Quindici milioni di euro vincolati per consentire alle Regioni di sviluppare progetti per migliorare le condizioni di vita e di salute delle donne affette da malattie croniche invalidanti tra cui l’endometriosi. E’ una delle grandi novità emerse oggi, in occasione della Giornata Mondiale dell’Endometriosi, celebrata in 53 Capitale tra cui Roma, con incontri scientifici e manifestazioni per sensibilizzare su un problema che coinvolge in Italia tre milioni di donne, 14 in tutta Europa. Il ministro della Salute, Beatrice Lorenzin, ha inviato una lunga nota dove annuncia le novità in arrivo:
“L’endometriosi – ha ricordato il ministro – è causa di circa il 30, ­40% dei casi di infertilità femminile. Purtroppo riconoscerla non è facile e spesso ci si rivolge al medico quando la sintomatologia diviene quasi insostenibile a causa del dolore che questa malattia provoca. Nelle forme più gravi può diventare invalidante sia fisicamente che psicologicamente con gravi ripercussioni sulla qualità della vita di chi ne è colpito”.

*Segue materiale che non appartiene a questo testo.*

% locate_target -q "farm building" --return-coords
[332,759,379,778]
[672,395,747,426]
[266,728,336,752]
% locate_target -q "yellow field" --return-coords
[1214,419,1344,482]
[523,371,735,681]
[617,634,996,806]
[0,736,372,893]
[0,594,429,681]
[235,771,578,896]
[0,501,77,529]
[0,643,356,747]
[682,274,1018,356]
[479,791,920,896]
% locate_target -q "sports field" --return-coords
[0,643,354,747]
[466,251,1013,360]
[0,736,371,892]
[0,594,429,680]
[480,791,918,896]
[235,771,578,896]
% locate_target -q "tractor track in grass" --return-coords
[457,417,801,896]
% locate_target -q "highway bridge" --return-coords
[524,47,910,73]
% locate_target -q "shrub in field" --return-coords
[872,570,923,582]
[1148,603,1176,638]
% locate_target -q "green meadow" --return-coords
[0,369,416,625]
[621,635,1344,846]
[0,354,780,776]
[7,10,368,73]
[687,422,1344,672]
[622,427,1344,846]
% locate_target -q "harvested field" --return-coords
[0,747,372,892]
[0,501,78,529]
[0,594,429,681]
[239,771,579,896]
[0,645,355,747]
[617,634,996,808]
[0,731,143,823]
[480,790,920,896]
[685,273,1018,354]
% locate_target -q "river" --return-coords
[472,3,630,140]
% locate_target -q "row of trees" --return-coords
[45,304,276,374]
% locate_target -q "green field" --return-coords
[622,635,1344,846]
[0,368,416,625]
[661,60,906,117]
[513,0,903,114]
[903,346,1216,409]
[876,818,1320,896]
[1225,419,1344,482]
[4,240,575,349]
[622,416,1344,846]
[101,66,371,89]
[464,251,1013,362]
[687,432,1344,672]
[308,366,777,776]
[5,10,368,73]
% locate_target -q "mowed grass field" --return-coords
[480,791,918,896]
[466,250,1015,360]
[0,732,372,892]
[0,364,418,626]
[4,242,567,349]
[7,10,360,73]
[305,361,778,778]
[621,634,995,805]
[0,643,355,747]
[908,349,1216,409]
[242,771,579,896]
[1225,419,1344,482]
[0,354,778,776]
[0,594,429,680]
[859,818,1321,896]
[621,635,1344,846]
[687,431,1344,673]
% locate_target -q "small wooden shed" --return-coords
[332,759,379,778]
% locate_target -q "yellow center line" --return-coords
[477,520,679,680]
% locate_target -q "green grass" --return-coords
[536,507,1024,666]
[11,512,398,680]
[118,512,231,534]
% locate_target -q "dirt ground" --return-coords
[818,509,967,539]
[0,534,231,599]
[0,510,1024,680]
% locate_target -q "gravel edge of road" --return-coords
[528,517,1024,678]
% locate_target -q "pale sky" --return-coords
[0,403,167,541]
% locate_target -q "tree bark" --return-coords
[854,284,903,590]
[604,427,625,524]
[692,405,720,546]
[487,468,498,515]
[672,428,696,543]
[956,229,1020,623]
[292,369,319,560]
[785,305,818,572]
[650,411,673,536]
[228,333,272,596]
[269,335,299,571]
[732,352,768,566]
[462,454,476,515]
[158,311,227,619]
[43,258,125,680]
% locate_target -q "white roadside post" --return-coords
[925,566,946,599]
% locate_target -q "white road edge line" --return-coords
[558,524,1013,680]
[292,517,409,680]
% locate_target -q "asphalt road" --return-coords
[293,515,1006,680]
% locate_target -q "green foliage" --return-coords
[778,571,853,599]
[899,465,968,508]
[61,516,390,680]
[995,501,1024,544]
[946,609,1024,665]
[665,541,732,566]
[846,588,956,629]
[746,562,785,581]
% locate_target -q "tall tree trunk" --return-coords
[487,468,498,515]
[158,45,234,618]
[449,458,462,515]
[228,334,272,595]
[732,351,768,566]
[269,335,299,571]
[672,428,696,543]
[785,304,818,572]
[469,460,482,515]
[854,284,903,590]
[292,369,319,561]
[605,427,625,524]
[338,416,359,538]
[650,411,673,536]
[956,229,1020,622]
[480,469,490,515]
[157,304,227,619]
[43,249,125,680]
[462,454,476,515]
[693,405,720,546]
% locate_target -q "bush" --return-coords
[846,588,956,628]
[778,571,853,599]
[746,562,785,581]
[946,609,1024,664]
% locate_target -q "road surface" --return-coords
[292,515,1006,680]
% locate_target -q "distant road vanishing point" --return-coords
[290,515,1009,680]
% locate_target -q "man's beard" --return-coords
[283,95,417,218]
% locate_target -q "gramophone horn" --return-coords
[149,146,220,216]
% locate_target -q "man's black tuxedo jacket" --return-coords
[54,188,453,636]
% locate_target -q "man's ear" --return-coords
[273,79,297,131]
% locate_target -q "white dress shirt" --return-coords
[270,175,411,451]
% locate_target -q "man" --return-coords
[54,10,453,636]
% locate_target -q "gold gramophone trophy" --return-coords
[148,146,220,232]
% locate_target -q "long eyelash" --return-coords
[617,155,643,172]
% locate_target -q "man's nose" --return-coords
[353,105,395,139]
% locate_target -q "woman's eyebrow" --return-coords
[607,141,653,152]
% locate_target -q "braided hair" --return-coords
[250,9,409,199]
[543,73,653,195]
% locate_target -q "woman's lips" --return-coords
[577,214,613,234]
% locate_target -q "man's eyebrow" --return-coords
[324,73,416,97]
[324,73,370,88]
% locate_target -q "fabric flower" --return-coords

“Sono molto vicina alle donne che affrontano ogni giorno questa malattia – ha aggiunto – e con miei uffici abbiamo elaborato nell’ultimo accordo sugli Obiettivi di Piano una linea progettuale, approvata dalla Conferenza Stato Regioni, diretta proprio all’implementazione di percorsi diagnostico­ assistenziali e di supporto per migliorare la vita delle donne affette da malattie croniche invalidanti della sfera uro­genitale, tra le quali anche l’endometriosi. Allo scopo è stata vincolata la somma di 15 milioni di euro per consentire alle Regioni di sviluppare specifici progetti finalizzati al miglioramento delle condizioni di vita e di salute delle donne affette da queste malattie. Occorre infatti una presa in carico globale delle donne affette da endometriosi ed è fondamentale l’integrazione degli interventi per una stessa paziente e il coordinamento fra soggetti, strutture e servizi, secondo la modalità di rete e in un’ottica multidisciplinare, che coinvolga più figure specialistiche”.

“E’ necessario, quindi – aggiunge Lorenzin – costituire una Rete sanitaria ben coordinata che veda da un lato i Centri di eccellenza, dall’altro i Servizi sanitari territoriali. Spetta ai Medici di Medicina Generale o ai Servizi territoriali, cui la donna si rivolge, individuare tempestivamente la patologia, indirizzando così la paziente allo specialista ginecologo per una conferma diagnostica e per la sua successiva gestione, avvalendosi anche dei Centri di Alta Specializzazione. La Rete diagnostico ­terapeutica dovrà accompagnare la donna in tutto il suo percorso in modo costante e continuato”.